A War Story, Part 2

I previously wrote about my experience with the city regarding a four-plex I once owned. In light of the recent media hype about “affordable housing,” it is worth revisiting that experience. While the city allegedly seeks to promote more “affordable housing” for low income Houstonians, many of its policies do the exact opposite.

About a year after I purchased the property, the city informed me that I had to obtain an Occupancy Permit. Apparently, the fact that the property was fully occupied when I purchased it was irrelevant. I needed the city’s permission to continue operating the property.

The city conducted a cursory inspection and then demanded that I perform a number of upgrades to the property. The cost of the upgrades was almost 30 percent of the purchase price for the property. This meant that the rents would have to be increased significantly in order to recover the costs. The tenants would have been unable to afford the new rents. (I sold the property a short time later.)

On the one hand, the city regularly whines about a lack of “affordable housing.” On the other hand, they impose costs on landlords that drive up the cost of housing. And for low-income residents, those costs make housing much less affordable.

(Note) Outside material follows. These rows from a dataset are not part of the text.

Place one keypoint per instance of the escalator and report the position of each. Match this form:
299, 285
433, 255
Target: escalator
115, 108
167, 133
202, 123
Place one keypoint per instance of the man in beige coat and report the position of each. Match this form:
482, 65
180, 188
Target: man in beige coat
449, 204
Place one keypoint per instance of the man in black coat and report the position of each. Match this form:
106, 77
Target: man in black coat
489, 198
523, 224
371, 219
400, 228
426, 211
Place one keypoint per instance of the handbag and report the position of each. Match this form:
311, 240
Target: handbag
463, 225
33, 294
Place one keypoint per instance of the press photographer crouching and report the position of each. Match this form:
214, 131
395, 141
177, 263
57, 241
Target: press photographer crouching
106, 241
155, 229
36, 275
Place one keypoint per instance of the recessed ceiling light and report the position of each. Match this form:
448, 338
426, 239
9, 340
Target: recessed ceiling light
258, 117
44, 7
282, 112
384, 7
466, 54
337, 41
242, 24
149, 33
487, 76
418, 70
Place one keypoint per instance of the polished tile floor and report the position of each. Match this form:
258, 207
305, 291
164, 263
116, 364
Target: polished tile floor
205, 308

The tenants of the property had resided there for more than five years. Apparently, they were satisfied with the condition. But the city’s intervention will force them to pay substantially higher rents or find other housing. The only “winner” in the entire experience was the city’s inspection department.

If the city is serious about providing more housing options for low-income residents, it must stop harassing and impeding landlords and developers. It must stop imposing needless costs on the entrepreneurs who are trying to fill a need in the market. Until the city does that, all of its talk about increasing “affordable housing” is worse than pointless; it is hypocritical.